A festa de Bom Jesus da Lapa, em Jardinópolis, completa cem anos agora em seis de agosto. A comemoração, que chega a reunir até 20 mil pessoas em procissões e romarias, tem um histórico de percalços. É permeada de desentendimentos entre sua criadora e a Igreja Católica.
Iniciada de uma promessa feita por Juventina Pereira do Nascimento, conhecida como Pequena do Nascimento, por causa de sua baixa estatura, a festa de Bom Jesus da Lapa teve sua primeira edição em 28 de julho de 1913.
Baiana de Condeúba, consta que Pequena botou os pés em Jardinópolis por volta de 1911, na companhia de familiares, que chegaram para trabalhar na lavoura de café.
"Ela tinha calos nas costas e ombros, provocados pela imagem de Bom Jesus, que insistia em carregar. A família, diante de tanto sacrifício, não recusava carona quando alguém oferecia", conta Rogélia Campelo, pesquisadora que está resgatando memórias da nordestina.
O motivo da peregrinação foi a saúde de Pequena. Ela levou um tiro na testa - não se sabe se acidental - e perdeu parcialmente a visão. Deixou Bom Jesus da Lapa, a 1.737 quilômetros de distância, e prometeu que se alcançasse a cura, ajudaria os pobres e promoveria festa para Bom Jesus.
Em Jardinópolis, ela voltou a enxergar e deu início aos festejos, com novena, terços, quermesse e baile, em frente à pensão que tinha montado, onde hoje funciona o Asilo São Vicente de Paula, na praça Mário Lins.

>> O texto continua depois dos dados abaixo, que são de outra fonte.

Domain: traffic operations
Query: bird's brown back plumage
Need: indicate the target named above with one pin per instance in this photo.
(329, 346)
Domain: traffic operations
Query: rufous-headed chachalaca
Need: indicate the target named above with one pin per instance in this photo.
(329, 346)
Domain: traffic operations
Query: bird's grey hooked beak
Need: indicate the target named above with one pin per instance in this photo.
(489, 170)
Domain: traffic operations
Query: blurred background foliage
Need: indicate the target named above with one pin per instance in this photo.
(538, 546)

Pela religiosidade, logo conquistou a simpatia dos moradores e de fazendeiros. Com sua charrete, percorria sítios, de onde trazia café, milho, arroz e feijão, que transformava em alimentação para os pobres.
A festa cresce
Por vários anos, a festa funcionou defronte a sua pensão. Mas com o seguido crescimento, mudou-se para a área localizada perto da rotatória do Cristo. Em 1919, segundo registros, transferiu-se para o lugar atual (Cohab Bom Jesus), onde Pequena mandou erguer uma capela, também com a ajuda do povo, de alguns fazendeiros e de uma comadre - não identificada - que teria cedido o terreno. Os festejos se tornaram um grande sucesso. A Igreja não gostou.
A Igreja intervém
Em 1926, o bispo D. Alberto José Gonçalves proibiu o pároco João Laureano de celebrar a missa de encerramento de Bom Jesus, sob o argumento de que o festejo tinha cunho particular, desprovido de qualquer vínculo paroquial.
No ano seguinte, o padre Jayme Nogueira foi enviado a Jardinópolis com a missão de transferir o comando da festa, que pertencia à Pequena do Nascimento, para o domínio da Igreja. Não houve acordo.

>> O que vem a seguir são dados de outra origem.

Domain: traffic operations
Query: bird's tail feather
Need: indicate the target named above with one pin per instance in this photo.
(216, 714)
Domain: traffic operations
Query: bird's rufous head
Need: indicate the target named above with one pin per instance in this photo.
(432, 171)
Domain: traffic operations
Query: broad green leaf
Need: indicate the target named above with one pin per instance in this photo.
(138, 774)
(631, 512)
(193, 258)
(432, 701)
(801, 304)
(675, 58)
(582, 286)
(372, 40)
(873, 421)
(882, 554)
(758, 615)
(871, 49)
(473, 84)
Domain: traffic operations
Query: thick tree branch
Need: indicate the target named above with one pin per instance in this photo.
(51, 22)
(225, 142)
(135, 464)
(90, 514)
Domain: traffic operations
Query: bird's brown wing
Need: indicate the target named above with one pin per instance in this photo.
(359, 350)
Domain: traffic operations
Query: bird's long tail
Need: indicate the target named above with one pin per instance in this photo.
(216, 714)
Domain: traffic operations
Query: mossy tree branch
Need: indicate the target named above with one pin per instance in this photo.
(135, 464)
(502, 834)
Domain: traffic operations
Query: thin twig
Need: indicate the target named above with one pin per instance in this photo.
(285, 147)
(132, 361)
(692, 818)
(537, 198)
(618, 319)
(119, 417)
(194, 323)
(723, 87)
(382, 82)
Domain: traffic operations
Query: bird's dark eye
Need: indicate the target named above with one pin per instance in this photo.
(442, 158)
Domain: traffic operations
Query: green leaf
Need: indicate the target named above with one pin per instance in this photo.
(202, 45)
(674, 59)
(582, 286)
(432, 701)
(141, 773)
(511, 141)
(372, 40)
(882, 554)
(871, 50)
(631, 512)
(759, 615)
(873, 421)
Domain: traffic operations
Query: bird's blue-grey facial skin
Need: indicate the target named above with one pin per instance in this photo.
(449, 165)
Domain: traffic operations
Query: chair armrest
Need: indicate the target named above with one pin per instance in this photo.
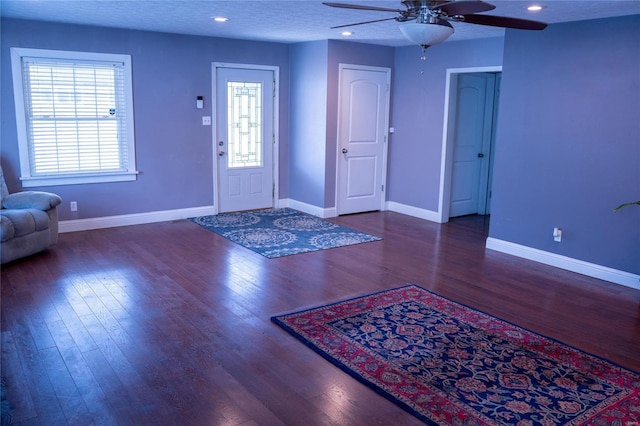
(31, 200)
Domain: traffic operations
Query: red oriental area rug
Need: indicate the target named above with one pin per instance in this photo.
(449, 364)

Jayme Nogueira, então, apoiado pelo bispado, sugeriu a criação de uma festa paralela ao redor da Matriz Nossa Senhora Aparecida. A estratégia atraiu fiéis, mas Nossa Senhora não estava afim de dificultar o caminho do Filho.
Bom Jesus da Lapa continuou reunindo mais devotos a cada ano, com testemunhos de milagres. Pessoas curadas que deixavam próteses, fotos, sapatos, roupas e chapéus na pequena capela. Tudo isso, entretanto, colaborava para aumentar a animosidade entre a Igreja e Pequena do Nascimento.
A festa é proibida
Em 1934, percebendo que não haveria entendimento entre as partes, D. Alberto José Gonçalves agiu com rigor, ao interditar a Capela da Lapa para qualquer manifestação religiosa.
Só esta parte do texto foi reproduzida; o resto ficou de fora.